In this study, a formal verification method based on timed automata is utilized to verify the hazard analysis of autonomous ship navigation safety. This method is comprised of three steps and was applied to an autonomous ship. Compared with the more traditional approaches, the proposed method is more conducive to the integration of model checking into hazard analysis work. The formal verification method based on timed automata is demonstrated to be capable of overcoming the limitations associated with the accuracy and completeness of hazard analysis results derived from the traditional accident cause theory and manual deduction in the field of autonomous ships.

The method employs steps such as modeling, specification, and verification for model checking to automatically validate the control structure of the system that needs verification and the identified UCAs constructed by STPA-SynSS, thus assessing the correctness and completeness of the hazard analysis results. Using remotely controlled ships (with seafarers onboard) as a case study, a hazard analysis of the collision avoidance scenario is conducted, followed by the establishment of a timed automata network model for this scenario based on rigorous semantics. The model elements, control actions, and feedback identified by STPA-SynSS are mapped as templates and channels into UPPAAL to construct the corresponding timed automata, UPPAAL model. Finally, by utilizing the UPPAAL simulator and verifier to perform an automated exhaustive search of the system’s state space, the complete model is simulated, and the hazard analysis results are validated. The verification results indicate that the timed automata network model for remotely controlled ships, based on the control structure, is free of deadlocks and operates correctly. At least one transition path exists that leads to the occurrence of the UCAs identified by STPA-SynSS, thereby confirming the correctness of the STPA-SynSS hazard analysis results.

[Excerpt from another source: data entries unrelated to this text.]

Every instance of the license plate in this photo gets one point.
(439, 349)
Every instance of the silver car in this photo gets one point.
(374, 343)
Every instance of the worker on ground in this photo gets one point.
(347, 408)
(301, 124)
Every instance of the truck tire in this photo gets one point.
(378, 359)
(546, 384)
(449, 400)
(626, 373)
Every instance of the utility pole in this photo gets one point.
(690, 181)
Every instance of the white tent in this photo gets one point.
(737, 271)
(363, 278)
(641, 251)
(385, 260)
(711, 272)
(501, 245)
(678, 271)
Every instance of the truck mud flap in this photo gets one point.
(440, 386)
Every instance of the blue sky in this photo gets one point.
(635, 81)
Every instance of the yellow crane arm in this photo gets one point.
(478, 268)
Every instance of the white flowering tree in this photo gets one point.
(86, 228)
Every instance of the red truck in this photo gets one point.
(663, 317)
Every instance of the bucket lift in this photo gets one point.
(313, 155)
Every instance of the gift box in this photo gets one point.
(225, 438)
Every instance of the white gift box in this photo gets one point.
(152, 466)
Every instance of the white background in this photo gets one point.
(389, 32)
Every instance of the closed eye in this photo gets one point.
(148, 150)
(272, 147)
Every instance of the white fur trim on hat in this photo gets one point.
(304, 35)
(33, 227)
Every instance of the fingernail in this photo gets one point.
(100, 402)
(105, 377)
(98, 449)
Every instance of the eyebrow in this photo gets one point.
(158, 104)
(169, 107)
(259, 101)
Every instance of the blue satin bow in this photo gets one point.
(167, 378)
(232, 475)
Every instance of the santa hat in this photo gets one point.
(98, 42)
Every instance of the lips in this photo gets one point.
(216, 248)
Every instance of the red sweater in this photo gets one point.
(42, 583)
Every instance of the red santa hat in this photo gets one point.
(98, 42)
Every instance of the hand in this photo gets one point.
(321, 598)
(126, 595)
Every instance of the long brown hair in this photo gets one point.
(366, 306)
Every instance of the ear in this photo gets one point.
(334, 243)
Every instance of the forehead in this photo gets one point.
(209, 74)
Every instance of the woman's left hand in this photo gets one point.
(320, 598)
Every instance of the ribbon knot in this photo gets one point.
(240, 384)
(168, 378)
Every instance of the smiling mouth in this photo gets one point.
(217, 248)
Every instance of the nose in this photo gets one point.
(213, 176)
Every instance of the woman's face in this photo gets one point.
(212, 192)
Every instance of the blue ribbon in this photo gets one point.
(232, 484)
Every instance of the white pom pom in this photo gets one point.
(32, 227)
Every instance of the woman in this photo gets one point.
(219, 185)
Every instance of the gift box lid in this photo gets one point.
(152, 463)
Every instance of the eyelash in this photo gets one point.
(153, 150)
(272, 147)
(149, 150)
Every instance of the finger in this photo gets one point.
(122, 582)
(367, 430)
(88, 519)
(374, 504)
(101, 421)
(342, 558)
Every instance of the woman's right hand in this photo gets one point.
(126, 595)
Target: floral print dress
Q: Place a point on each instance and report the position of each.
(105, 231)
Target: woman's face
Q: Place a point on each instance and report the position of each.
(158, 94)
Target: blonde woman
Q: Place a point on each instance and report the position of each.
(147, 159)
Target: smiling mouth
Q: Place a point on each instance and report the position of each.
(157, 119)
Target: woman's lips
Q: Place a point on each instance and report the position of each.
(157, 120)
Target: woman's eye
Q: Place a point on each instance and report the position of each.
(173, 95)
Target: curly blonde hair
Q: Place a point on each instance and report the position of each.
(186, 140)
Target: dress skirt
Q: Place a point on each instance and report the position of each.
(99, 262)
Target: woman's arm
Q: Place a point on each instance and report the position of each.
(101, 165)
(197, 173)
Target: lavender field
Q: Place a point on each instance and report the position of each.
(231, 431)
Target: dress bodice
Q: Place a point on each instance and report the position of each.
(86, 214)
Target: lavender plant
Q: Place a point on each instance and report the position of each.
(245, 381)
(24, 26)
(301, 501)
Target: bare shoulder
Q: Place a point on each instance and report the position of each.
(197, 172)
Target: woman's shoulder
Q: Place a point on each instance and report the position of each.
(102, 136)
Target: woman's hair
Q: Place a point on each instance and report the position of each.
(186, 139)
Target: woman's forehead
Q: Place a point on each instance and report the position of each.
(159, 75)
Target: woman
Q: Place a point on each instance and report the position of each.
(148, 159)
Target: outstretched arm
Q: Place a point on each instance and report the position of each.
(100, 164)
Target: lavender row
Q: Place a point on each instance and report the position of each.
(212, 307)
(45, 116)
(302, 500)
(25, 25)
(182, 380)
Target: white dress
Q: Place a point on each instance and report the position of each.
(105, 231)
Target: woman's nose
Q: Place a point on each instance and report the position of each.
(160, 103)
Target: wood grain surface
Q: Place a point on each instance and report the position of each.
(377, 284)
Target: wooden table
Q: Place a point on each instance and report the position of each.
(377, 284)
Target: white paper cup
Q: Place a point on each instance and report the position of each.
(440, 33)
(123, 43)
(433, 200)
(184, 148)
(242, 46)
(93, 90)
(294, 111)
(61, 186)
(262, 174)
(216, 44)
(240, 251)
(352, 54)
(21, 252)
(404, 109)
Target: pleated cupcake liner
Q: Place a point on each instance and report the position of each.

The results obtained with the proposed approach indicate that combining the two techniques improves the knowledge obtained about the system under design and the consistency of the design changes proposed to tackle the safety constraints identified in STPA. Moreover, the method proposed in this study emphasizes the significance of the collaborative work between safety and system engineering in the product development process. Future studies will focus on extending the applicability of this method to a broader range of autonomous systems while further refining the model to enhance both the efficiency and accuracy of the verification process. Particular emphasis will be placed on mitigating the risk of combinatorial explosion, a common challenge in the verification of large-scale models, by exploring advanced optimization techniques and scalable verification frameworks. This automated hazard verification method can serve as a reference for other intelligent systems with inherent potential hazards.